MALADIE MYSTERIEUSE: La piste de la pollution chimique écartée




Le ministre de la pêche et de l’économie maritime  Alioune Ndoye  a rassuré, ce week-end, les populations sur la maladie dite mystérieuse notée chez des pêcheurs rentrés de haute mer. Ainsi les premiers résultats des analyses de la maladie dermatologique ne révèlent pas de pollutions chimiques.
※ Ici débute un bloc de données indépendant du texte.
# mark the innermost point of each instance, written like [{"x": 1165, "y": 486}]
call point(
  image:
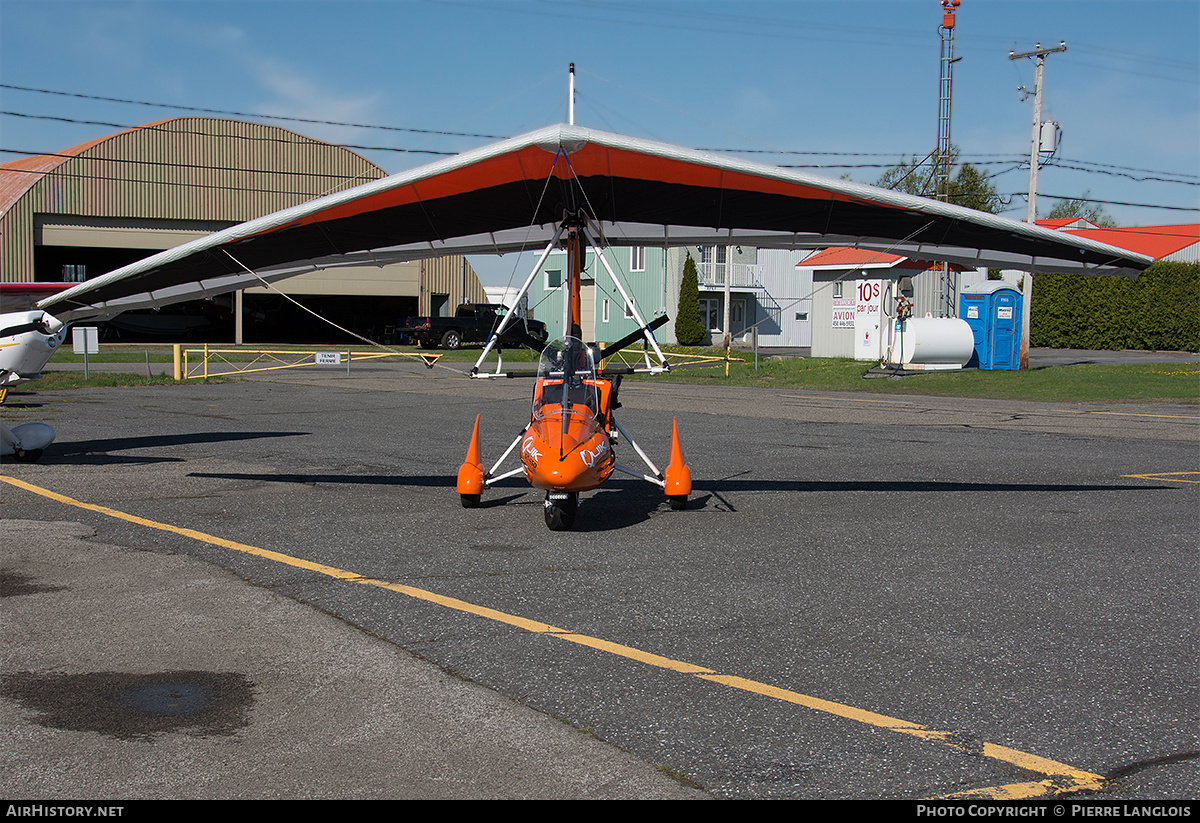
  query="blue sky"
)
[{"x": 856, "y": 83}]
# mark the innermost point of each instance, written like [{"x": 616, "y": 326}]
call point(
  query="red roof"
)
[
  {"x": 840, "y": 257},
  {"x": 1156, "y": 241}
]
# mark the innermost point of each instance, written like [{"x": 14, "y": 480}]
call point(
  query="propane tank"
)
[{"x": 931, "y": 341}]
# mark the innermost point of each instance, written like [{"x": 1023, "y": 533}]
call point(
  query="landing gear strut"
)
[{"x": 559, "y": 510}]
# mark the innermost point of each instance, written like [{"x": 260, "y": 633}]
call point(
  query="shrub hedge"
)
[{"x": 1159, "y": 311}]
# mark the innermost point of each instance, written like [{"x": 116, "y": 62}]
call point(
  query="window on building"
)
[{"x": 75, "y": 274}]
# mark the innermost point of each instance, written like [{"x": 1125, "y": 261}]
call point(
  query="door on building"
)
[{"x": 711, "y": 313}]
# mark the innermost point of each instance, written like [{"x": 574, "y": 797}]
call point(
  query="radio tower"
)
[{"x": 942, "y": 158}]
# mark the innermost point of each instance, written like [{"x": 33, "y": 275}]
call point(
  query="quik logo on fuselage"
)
[{"x": 591, "y": 457}]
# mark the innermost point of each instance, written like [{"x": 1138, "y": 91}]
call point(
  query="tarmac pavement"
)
[
  {"x": 131, "y": 674},
  {"x": 135, "y": 674}
]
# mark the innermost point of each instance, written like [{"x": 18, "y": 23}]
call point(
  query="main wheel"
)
[{"x": 561, "y": 511}]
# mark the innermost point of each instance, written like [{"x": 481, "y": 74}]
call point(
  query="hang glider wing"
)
[{"x": 510, "y": 196}]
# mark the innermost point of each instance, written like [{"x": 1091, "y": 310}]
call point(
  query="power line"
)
[
  {"x": 161, "y": 127},
  {"x": 246, "y": 114}
]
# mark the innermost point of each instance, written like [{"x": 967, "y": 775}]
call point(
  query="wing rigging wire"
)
[{"x": 325, "y": 319}]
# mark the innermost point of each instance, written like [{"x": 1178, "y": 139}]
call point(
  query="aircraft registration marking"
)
[
  {"x": 1173, "y": 476},
  {"x": 1059, "y": 778}
]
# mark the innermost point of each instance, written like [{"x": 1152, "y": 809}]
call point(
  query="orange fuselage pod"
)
[{"x": 567, "y": 450}]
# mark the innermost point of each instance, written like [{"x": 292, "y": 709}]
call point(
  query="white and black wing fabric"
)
[{"x": 510, "y": 196}]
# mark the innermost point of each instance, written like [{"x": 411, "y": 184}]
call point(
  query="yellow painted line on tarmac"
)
[
  {"x": 847, "y": 400},
  {"x": 1057, "y": 778},
  {"x": 1173, "y": 476}
]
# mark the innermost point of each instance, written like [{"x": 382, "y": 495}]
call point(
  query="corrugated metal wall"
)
[
  {"x": 183, "y": 169},
  {"x": 186, "y": 172},
  {"x": 451, "y": 276}
]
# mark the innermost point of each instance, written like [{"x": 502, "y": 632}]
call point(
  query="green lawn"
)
[{"x": 1129, "y": 383}]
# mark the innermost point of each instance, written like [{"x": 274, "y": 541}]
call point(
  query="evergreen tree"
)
[
  {"x": 689, "y": 328},
  {"x": 969, "y": 187}
]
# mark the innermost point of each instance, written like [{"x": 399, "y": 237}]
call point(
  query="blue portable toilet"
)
[{"x": 993, "y": 310}]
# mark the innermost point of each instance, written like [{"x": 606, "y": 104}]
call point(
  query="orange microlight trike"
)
[{"x": 569, "y": 444}]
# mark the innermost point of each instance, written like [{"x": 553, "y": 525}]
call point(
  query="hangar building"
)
[{"x": 88, "y": 210}]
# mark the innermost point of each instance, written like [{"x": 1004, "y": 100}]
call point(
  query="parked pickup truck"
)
[{"x": 474, "y": 323}]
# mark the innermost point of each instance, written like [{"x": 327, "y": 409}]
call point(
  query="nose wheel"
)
[{"x": 559, "y": 510}]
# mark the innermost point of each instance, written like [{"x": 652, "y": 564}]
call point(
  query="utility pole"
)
[
  {"x": 1032, "y": 212},
  {"x": 570, "y": 95}
]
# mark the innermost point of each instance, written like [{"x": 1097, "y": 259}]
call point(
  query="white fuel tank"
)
[{"x": 933, "y": 340}]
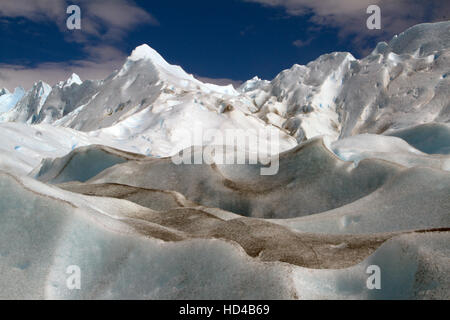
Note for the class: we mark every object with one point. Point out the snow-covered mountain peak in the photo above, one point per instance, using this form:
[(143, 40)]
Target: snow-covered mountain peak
[(145, 55), (145, 52), (73, 79)]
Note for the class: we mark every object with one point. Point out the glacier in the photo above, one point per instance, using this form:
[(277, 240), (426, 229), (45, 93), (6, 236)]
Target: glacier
[(87, 178)]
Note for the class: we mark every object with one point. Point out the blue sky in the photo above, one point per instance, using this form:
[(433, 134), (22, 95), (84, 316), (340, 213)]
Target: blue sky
[(225, 41)]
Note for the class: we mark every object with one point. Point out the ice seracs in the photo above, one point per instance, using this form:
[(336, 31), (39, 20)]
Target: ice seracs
[(363, 180)]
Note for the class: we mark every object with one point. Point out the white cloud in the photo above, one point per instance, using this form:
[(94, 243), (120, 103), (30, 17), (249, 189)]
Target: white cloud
[(350, 16), (106, 22), (301, 43), (220, 81), (101, 62)]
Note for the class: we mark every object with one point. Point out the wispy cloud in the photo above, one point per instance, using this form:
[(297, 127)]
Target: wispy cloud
[(349, 16), (102, 60), (105, 22), (220, 81), (301, 43)]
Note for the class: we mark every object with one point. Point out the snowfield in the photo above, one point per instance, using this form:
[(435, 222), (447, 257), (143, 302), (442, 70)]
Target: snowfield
[(88, 179)]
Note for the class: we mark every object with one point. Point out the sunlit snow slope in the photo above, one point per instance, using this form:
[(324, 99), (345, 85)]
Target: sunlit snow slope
[(88, 179)]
Les premiers résultats de la maladie dermatologique notée chez des pêcheurs rentrés de haute mer ne révèlent pas de pollutions chimiques. C’est ce qu’a affirmé  le ministre de la pêche et de l’économie maritime à la clôture de la célébration de la Journée mondiale de la pêche artisanale. « Notez que pour l’instant les premiers résultats nous sont remontés et il ne s’agit pas de pollutions chimiques et autres. Les recherches s’orientent vers les filets utilisés. En tout cas, la recherche s’oriente vers ça, mais tous les prélèvements aujourd’hui faits ne révèlent pas de pollution chimique et autres des zones concernées », lit-on dans une note. D’après le ministre, ce n’est pas la première piste qui est avérée.  Sur ce, il a rassuré les populations que les ressources halieutiques ne sont en rien concernées et contaminées. Elles peuvent consommer du poisson car tous les débarquements font l’objet de prélèvement et d’analyse au Sénégal. « C’est pourquoi, nous avons des Laboratoires des services pêche dans les quais et les lieux de débarquements. S’il y avait un risque, je pense que ça aurait remonté au niveau des décideurs », a-t-il ajouté.  Revenant sur la célébration de la Journée mondiale de la pêche artisanale. Alioune Ndoye s’est félicité de la bonne organisation de la cérémonie.  « Nous avons, avec l’ensemble des organisations de la pêche artisanale échanger par rapport aux difficultés, aux défis et aux perspectives qui se posent au secteur qui est un secteur important. Nous avons noté l’ensemble des observations de ces acteurs qui sont des professionnels de leur métier »,  a indiqué le ministre.

Les recherches orientées vers les filets de pêcheurs

Et d’assurer que ses services travaillent à apporter autant que possible les réponses adéquates par rapport aux attentes de ces acteurs. « La plupart de ces attentes se trouvent inscrites dans des programmes en exécution du gouvernement. Il s’agit de la sécurité, de la surveillance de nos ressources halieutiques, de la préservation et de la durabilité de ces ressources et de leurs outils de travail », a-conclu Alioune Ndoye.

La Direction de l’Environnement et des Etablissements Classés (DEEC) a commis le Centre Régional de Recherches en Ecotoxicologie et Sécurité Environnementale (Ceres-Locustox) comme laboratoire pour assurer les analyses par screening en Chromatographie en Phase Gazeuse couplée à la Spectrométrie de Masse (GC-MS) des échantillons d’eau de mer prélevés au niveau des points géoréférencés. Selon le laboratoire, au regard de la présence quasi permanente dans les quatre échantillons d’eau, d’acide phtalique, de souffre, de l’acide benzene dicarboxylque et de l’acide hexadecanoique, il faudra soumettre ces résultats d’analyse aux toxicologues et orienter les recherches sur les filets utilisés par les pêcheurs. Pour rappel, la pêche artisanale représente aujourd’hui entre 80 et 85% des débarquements au Sénégal.